Determine if sign in sheet matches ED log - If patient pending, pass report to next shift
If patient left AMA, is documentation complete
if patient left without being seen (LWBS) is documentation complete.

Emergency Medical Conditions under EMTALA that is a danger to the patient or unborn fetus, or could result in a risk of loss of function or impairment if the patient is not treated promptly. These conditions include:
1. Undiagnosed , acute pain which is sufficient to impair the normal functioning
2. Pregnancy with contractions
3. Substance abuse symptoms
4. Psychiatric disturbances including severe depression, insomnia, suicidal ideation or attempt, dissociative state, inability to comprehend danger or care for self.
A. All patients presenting to Tri County Hospital Williston for a non-scheduled visit and seeking care must be accepted and evaluated regardless of the patient ' s ability to pay. EMTALA absolutely prohibits delaying a medical screening exam or stabilization treatment to inquire about a patient ' s financial information or payment source.
B. All patients shall receive a medical screening exam that includes providing all necessary testing and services within the capability of the hospital to reach a diagnosis. Federal law requires that all necessary definitive treatment will be given to the patient and only maintenance care can be referred to a physician office or clinic.
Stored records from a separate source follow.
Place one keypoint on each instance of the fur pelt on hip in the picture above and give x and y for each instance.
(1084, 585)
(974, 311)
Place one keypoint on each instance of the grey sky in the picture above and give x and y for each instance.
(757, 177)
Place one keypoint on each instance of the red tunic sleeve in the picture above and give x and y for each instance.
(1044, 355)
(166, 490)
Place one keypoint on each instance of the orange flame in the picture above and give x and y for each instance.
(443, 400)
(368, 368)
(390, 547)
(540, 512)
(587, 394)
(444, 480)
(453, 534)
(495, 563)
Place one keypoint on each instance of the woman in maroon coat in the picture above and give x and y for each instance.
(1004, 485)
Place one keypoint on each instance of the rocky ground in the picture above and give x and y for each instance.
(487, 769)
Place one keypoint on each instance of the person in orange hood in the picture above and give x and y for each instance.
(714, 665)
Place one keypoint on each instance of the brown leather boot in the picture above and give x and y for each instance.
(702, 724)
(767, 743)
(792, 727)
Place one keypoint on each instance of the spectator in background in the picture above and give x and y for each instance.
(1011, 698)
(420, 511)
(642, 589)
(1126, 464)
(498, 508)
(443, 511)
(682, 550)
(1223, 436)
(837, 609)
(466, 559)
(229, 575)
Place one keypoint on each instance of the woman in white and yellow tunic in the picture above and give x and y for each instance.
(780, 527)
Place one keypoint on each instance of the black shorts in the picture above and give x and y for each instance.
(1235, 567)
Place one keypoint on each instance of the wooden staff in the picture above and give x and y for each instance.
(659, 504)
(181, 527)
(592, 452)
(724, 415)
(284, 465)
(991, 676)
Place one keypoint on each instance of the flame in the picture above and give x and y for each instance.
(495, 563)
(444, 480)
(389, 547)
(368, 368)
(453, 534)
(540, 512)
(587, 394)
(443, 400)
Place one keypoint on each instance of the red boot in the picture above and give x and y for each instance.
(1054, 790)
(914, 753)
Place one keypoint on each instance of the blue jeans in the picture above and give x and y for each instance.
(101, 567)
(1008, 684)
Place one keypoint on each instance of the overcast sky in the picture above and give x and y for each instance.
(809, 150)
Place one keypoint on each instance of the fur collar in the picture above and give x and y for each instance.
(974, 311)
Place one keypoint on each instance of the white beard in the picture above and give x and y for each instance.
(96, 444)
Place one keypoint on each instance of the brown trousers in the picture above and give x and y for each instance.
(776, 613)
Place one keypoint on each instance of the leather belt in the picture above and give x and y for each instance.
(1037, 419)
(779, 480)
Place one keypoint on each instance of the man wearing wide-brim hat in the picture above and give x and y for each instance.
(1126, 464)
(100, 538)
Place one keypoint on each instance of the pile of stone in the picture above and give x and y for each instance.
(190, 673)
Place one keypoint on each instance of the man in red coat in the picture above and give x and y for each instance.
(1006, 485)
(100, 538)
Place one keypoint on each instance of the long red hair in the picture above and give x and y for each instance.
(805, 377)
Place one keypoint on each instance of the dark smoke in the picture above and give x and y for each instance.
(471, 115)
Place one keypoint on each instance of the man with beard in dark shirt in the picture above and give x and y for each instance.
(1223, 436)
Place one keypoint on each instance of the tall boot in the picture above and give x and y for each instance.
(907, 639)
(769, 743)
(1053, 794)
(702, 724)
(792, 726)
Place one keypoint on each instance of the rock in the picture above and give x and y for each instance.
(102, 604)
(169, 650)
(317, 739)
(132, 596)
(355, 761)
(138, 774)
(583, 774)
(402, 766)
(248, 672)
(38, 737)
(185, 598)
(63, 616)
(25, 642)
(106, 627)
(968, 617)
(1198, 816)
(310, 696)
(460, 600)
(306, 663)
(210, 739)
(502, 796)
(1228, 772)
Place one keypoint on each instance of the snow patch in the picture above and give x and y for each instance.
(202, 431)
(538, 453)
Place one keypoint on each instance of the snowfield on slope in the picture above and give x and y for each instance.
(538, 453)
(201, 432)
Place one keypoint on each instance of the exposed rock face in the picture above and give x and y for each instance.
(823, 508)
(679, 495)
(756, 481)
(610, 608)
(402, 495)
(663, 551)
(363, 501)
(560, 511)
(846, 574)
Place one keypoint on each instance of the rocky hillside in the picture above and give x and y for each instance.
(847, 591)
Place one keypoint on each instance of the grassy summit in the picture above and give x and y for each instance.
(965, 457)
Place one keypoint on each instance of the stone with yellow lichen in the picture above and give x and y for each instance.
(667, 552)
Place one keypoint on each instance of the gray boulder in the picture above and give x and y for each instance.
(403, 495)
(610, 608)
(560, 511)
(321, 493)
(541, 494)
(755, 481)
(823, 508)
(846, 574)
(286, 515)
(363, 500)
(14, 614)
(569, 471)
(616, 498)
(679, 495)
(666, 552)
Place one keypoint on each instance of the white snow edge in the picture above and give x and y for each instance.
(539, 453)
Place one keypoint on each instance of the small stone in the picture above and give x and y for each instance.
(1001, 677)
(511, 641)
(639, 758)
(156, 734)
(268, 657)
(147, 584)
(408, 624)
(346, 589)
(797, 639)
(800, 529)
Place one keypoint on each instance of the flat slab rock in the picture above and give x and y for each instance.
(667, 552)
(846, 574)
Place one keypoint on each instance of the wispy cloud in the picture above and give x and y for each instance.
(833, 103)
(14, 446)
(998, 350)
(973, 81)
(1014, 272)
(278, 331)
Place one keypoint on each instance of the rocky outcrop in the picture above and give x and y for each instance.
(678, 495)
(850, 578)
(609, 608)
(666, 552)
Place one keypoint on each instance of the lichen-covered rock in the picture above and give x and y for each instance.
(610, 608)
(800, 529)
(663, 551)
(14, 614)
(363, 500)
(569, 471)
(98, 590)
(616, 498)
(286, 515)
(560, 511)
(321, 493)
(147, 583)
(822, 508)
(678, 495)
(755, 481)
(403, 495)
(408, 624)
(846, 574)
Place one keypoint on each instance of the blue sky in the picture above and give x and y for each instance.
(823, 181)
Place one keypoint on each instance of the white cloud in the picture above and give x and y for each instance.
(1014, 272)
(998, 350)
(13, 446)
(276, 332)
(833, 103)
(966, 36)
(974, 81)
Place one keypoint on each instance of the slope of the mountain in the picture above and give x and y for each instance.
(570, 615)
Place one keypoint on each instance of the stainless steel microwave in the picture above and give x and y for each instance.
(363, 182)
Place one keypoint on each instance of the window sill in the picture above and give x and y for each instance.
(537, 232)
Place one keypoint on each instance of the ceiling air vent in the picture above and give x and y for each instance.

C. Tri County Hospital-Williston will not transfer or discharge a patient who may be reasonably at risk to deteriorate from, during or after said transfer or discharge. If the patient is at reasonable risk to deteriorate due to the natural process of their medical condition, they are legally unstable according to EMTALA standards.
D. Tri County Hospital-Williston will not transfer patients who are potentially unstable as long as the hospital has the capabilities to provide treatment and care to the patient. A transfer of a patient to another facility may only be for reason of medical necessity.
E. If a patient is to be transferred for medical necessity, the following guidelines must be followed.
1. A physician certification that the risks of transferring the patient are outweighed by the potential benefits. The individual risks and benefits must be discussed with the patient or responsible party and documented in the patient ' s medical record. There must be supporting documentation in the medical record.
2. The patient or responsible party gives written consent for transfer.
3. The receiving hospital must give acceptance in advance. The acceptance must be documented in the medical record, including the name of the receiving facility and the physician agreeing to accept the transfer.
4. The patient must be transferred by an appropriate medical transfer vehicle.
F. Copies of the medical record, x-rays and laboratory test will accompany the patient when transferred. In the event copying the records could jeopardize the patient, the records may be sent on a STAT basis to the receiving facility as soon as completed.